Memo to our waiter at Fraiche in Culver City: When working at one of the most talked about new restaurants in the city, you can't be shy. Now, I don't want you to hunker down next to us, scrawl your name in crayon on the table covering and call me darlin', but I do want you to meet my eye, refill my wine glass, and check in with us about the slow arrival of our food.
Fortunately, the food at Fraiche was knocking us out right and left, and we mainly forgot about Mr. Bashful. The latest opening in restaurant-crazy Culver City, the Fraiche kitchen is headed by husband and wife team Jason and Miho Travi, drawing on their collective experiences at Spago, Sona, Meson G and La Terza.
The LA Times critic calls the menu "rustic Mediterranean", I call it "all my favorite foods in one place." House cured guanicale? Farro salad with English peas? Rabbit-stuffed tortelli with fried artichokes and sage? Branzino cooked in parchment with clams, purple potatos and sweet corn? Rhubarb-hazelnut cake? If I were on death row, this'd be my last meal. Every dish was well-balanced and bursting with spring flavors (other chefs seem to agree--Govind Armstrong arrived for a bite at the bar toward the end of the evening).
And the prices? Extremely reasonable (entrees $22ish-$29ish, pastas $12ish-$16ish)--makes me cringe when I realize we've spent similar amounts at disasters like Dusty's.
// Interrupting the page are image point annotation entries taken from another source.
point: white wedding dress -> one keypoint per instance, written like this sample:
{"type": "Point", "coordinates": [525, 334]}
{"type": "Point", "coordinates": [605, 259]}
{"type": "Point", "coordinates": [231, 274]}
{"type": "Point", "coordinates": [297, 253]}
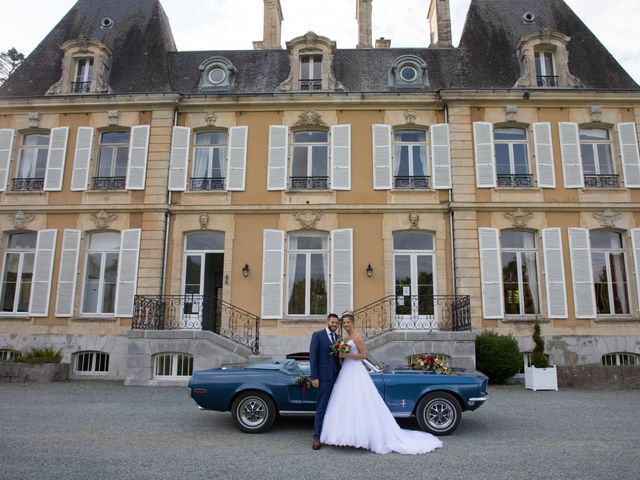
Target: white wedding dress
{"type": "Point", "coordinates": [357, 416]}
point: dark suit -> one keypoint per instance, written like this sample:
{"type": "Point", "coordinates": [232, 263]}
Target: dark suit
{"type": "Point", "coordinates": [324, 367]}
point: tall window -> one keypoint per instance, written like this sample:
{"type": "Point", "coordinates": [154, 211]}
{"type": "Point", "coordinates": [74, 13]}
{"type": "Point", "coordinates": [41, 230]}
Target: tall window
{"type": "Point", "coordinates": [113, 157]}
{"type": "Point", "coordinates": [512, 157]}
{"type": "Point", "coordinates": [609, 273]}
{"type": "Point", "coordinates": [597, 159]}
{"type": "Point", "coordinates": [210, 161]}
{"type": "Point", "coordinates": [18, 272]}
{"type": "Point", "coordinates": [520, 273]}
{"type": "Point", "coordinates": [411, 159]}
{"type": "Point", "coordinates": [309, 168]}
{"type": "Point", "coordinates": [32, 165]}
{"type": "Point", "coordinates": [308, 274]}
{"type": "Point", "coordinates": [101, 273]}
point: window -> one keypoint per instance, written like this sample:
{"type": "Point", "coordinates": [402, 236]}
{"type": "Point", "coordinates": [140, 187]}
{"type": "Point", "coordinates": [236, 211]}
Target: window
{"type": "Point", "coordinates": [597, 160]}
{"type": "Point", "coordinates": [411, 159]}
{"type": "Point", "coordinates": [609, 273]}
{"type": "Point", "coordinates": [512, 157]}
{"type": "Point", "coordinates": [101, 273]}
{"type": "Point", "coordinates": [113, 157]}
{"type": "Point", "coordinates": [18, 272]}
{"type": "Point", "coordinates": [173, 365]}
{"type": "Point", "coordinates": [91, 362]}
{"type": "Point", "coordinates": [32, 164]}
{"type": "Point", "coordinates": [210, 161]}
{"type": "Point", "coordinates": [308, 274]}
{"type": "Point", "coordinates": [519, 273]}
{"type": "Point", "coordinates": [309, 167]}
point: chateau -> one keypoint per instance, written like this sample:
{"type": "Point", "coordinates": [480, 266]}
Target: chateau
{"type": "Point", "coordinates": [163, 211]}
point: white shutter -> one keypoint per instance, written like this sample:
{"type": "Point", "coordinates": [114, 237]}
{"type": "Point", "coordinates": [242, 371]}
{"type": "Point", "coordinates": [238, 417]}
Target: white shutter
{"type": "Point", "coordinates": [42, 271]}
{"type": "Point", "coordinates": [127, 271]}
{"type": "Point", "coordinates": [68, 273]}
{"type": "Point", "coordinates": [179, 162]}
{"type": "Point", "coordinates": [485, 154]}
{"type": "Point", "coordinates": [6, 150]}
{"type": "Point", "coordinates": [382, 160]}
{"type": "Point", "coordinates": [278, 152]}
{"type": "Point", "coordinates": [56, 158]}
{"type": "Point", "coordinates": [491, 272]}
{"type": "Point", "coordinates": [554, 273]}
{"type": "Point", "coordinates": [272, 273]}
{"type": "Point", "coordinates": [138, 152]}
{"type": "Point", "coordinates": [584, 297]}
{"type": "Point", "coordinates": [341, 157]}
{"type": "Point", "coordinates": [341, 270]}
{"type": "Point", "coordinates": [628, 137]}
{"type": "Point", "coordinates": [440, 156]}
{"type": "Point", "coordinates": [543, 146]}
{"type": "Point", "coordinates": [571, 158]}
{"type": "Point", "coordinates": [237, 167]}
In addition to an airy main room, Fraiche includes a large, street-facing patio, as well as a bar tucked away in the corner. At the bar you'll find specialty cocktails made with fresh juices as well as a different bar menu. You'll also find my pet peeve, a television, and as we ate our dessert in the elegant dining room, it was disconcerting to hear patrons cheering while watching the NBA playoffs. So, Fraiche: train your waitstaff, turn off the boob tube, keep that rhubarb cake on the menu, and I'll drive across town on a weeknight to see you again.